India’s health ministry is on alert following a surge of Covid cases in neighbouring China.
The government has instructed states to ensure genome sequencing of all positive cases in the country.
It has also asked state governments to step up efforts to curb any possible spread during the Christmas and New Year festivities.
India witnessed two deadly waves of Covid in 2020 and 2021, but has seen low infection levels this year.
According to government data, the country reports roughly 1,200 Covid cases every week. Over 2.2 billion Covid vaccine doses have been administered so far.
On Tuesday, the federal government asked states to send Covid samples of all positive patients to labs runs by INSACOG, a forum under the health ministry which studies and monitors various strains of Covid in India.
The move came amid growing concerns over the spread of Covid in China following the recent easing of strict lockdown measures.
Hospitals and medical facilities in China have come under increasing strain as those who’ve tested positive at home seek medical support.
In a letter to all states, federal health secretary Rajesh Bhushan said it was important to track new variants through genome sequencing due to the “sudden spurt of cases being witnessed in Japan, United States of America, Republic of Korea, Brazil and China”.
This would help authorities detect newer variants and take measures to contain them, he said.
Meanwhile, Health Minister Mansukh Mandaviya met senior officials on Wednesday to review the situation and step up surveillance.India was one of the worst affected countries during the first two waves of Covid.
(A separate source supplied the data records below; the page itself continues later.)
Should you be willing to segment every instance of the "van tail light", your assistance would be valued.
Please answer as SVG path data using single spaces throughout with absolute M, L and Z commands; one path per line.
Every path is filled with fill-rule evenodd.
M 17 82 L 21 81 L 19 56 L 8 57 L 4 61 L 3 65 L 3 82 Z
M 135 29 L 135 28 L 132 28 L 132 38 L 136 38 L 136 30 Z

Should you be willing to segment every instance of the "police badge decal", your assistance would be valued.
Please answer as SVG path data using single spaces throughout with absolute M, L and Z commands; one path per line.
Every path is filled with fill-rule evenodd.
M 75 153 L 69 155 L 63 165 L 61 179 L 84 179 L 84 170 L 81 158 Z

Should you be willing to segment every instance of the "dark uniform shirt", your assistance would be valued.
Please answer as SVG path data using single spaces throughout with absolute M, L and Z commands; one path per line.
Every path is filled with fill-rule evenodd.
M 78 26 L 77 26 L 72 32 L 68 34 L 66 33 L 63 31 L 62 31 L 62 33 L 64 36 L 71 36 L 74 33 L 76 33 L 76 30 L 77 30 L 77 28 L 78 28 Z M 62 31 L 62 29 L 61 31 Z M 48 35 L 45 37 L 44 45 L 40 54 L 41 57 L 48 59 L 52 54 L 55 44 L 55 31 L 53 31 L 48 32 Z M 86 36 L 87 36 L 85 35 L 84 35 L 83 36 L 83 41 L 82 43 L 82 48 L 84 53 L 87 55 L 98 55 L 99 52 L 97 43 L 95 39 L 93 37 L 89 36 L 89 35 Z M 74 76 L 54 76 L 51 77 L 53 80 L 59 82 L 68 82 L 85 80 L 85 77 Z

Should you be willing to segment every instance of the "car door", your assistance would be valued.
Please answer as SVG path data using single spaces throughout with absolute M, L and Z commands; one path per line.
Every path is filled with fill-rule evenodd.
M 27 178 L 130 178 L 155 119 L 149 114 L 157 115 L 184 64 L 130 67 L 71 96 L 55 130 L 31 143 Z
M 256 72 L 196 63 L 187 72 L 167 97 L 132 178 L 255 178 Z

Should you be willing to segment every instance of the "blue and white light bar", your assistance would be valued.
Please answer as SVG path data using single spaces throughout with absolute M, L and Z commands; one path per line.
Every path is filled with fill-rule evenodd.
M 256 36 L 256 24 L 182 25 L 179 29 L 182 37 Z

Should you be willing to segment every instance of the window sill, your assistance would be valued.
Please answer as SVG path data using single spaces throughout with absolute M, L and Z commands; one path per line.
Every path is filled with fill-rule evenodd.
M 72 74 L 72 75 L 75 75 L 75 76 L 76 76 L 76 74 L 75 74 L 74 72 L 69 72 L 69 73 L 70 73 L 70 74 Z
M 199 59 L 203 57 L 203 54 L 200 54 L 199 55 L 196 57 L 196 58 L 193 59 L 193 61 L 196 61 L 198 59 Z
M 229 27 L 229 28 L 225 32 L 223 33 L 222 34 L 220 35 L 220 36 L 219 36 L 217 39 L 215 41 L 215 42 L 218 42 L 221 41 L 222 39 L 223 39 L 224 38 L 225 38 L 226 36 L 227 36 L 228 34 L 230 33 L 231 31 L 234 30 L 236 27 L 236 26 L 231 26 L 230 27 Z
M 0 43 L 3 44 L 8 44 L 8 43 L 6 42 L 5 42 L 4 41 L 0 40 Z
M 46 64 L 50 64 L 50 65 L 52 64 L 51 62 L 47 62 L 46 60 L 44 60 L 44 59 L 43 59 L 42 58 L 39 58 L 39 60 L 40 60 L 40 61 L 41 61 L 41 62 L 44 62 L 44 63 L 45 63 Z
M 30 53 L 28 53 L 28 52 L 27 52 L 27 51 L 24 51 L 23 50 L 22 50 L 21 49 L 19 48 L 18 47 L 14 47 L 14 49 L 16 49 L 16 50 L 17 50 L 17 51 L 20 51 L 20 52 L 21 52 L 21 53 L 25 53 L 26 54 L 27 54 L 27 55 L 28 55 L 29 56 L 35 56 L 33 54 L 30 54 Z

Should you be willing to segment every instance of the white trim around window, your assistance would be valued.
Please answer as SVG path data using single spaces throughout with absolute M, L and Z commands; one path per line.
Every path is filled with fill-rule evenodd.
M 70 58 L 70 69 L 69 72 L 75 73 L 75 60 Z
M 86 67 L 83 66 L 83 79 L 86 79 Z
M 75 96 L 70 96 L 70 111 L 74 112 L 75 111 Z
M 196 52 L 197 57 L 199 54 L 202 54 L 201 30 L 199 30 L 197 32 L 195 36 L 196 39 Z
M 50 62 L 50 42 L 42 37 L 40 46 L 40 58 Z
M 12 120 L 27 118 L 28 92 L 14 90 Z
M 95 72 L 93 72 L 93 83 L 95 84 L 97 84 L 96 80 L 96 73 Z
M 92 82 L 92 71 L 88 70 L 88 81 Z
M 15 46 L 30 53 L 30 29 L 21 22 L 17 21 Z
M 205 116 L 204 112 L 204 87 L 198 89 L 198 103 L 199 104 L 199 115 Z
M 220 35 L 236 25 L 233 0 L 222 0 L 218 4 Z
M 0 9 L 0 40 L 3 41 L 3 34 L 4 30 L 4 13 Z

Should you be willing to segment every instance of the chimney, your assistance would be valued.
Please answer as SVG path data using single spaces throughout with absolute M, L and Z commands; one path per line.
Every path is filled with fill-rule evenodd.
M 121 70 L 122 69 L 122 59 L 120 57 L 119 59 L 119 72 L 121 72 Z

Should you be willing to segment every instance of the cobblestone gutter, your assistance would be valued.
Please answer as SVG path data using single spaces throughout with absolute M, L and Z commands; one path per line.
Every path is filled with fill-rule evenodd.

Millions were affected and more than 530,000 people died, according to official figures.
But experts believe the real number of Covid deaths was likely to be much higher as many cases people who died were not tested or reported into official figures.The government had also come under heavy criticism for its poor preparation during the second wave in the summer of 2021 as many people died due to lack of oxygen and critical medicines.